On achève bien l’ancien rival de Macron …

28 février – 3 mars 2018- 5-22 avril 2018

… et feu à volonté dans les médias de masse, sur un futur rival  ! 

Un an après. L’anniversaire a été si bien orchestré, si bien huilé, si bien bâti  dans « la distribution des rôles » * que l’on s’interroge.
Est-ce vraiment le hasard qui aura monté ce coup double :  télévision publique et télévision du grand capital  ?
Ou est-ce parce que le 25 janvier est devenu pour les médias de masse  un « jour de victoire » ?
La victoire des médias sur les élections au suffrage universel ?

La chaîne privée BFMTV de M. Drahi, le 29 janvier 2018, nous présenta le documentaire « Qui a tué Fillon ? »(sic) et notre chaîne publique France 5,  nous gratifia le 4 février 2018, d’un documentaire- téléfilm : « François  Fillon, l’homme qui ne pouvait pas être président »- premier de la série « C’était écrit ».

On aura compris qu’il fallait rendre hommage  à ceux qui le méritent et le valent bien ; à savoir au Canard enchaîné, à son président, Michel Gaillard et à son rédacteur en chef, Louis-Marie Horeau, et souffler avec eux,  la première bougie de l’article du 25 janvier 2017 qui ouvrait le feuilleton « L’Affaire Penelope Fillon ♦ » en 12 parutions hebdomadaires, jusqu’au 23 avril 2017, premier tour de l’élection présidentielle.

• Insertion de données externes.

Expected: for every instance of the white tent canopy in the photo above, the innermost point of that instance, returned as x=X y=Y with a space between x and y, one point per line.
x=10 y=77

D’ailleurs L.- M. Horeau, « vêtu de probité candide et de lin blanc »(1)  avait défendu la liberté du Canard  par son usage comme il nous l’expliquait  fort bien, en deuxième semaine, le 1er février 2017 :

« (…) Comme si le secret des sources était une baliverne à jeter aux orties.
Comme s’il existait des dates innocentes pour sortir une info.
Comme s’il existait un seul moment où ne se profile aucune élection, aucune échéance, aucun événement qui rende la publication suspecte. (…)»
 
« C’était écrit » répondit France 5, le 4 février 2018.
Oui, c’était écrit dans le Canard.

Comme le gui l’était pour les Druides, « le secret des sources » est sacré pour le Canard enchaîné.
Mais, contrairement aux journalistes de Charlie Hebdo qui ont le courage sublime d’affronter les dogmes islamistes des salafistes et des frères musulmans, et de mourir sous les coups des djihadistes, le Canard, sans aucun risque, dans sa mare où grenouillent les haut- fonctionnaires, joue sur le velours des politiques capitalistes, alliées des états islamiques en ce début de XXI ème siècle.
« La liberté de la presse ne s’use que quand on ne s’en sert pas » est sa devise. Pour Le Canard enchaîné, il s’agit de la liberté du choix de la bonne source qui triplera ses ventes.
⇒ Pour Charlie Hebdo avec le numéro spécial du 8 février 2006 et le dessin de Cabu -« C’est dur d’être aimé par des cons -Mahomet débordé par les intégristes »-, la source n’était pas secrète, c’était l’expression de notre liberté à tous de dire la vérité sur la terreur islamiste.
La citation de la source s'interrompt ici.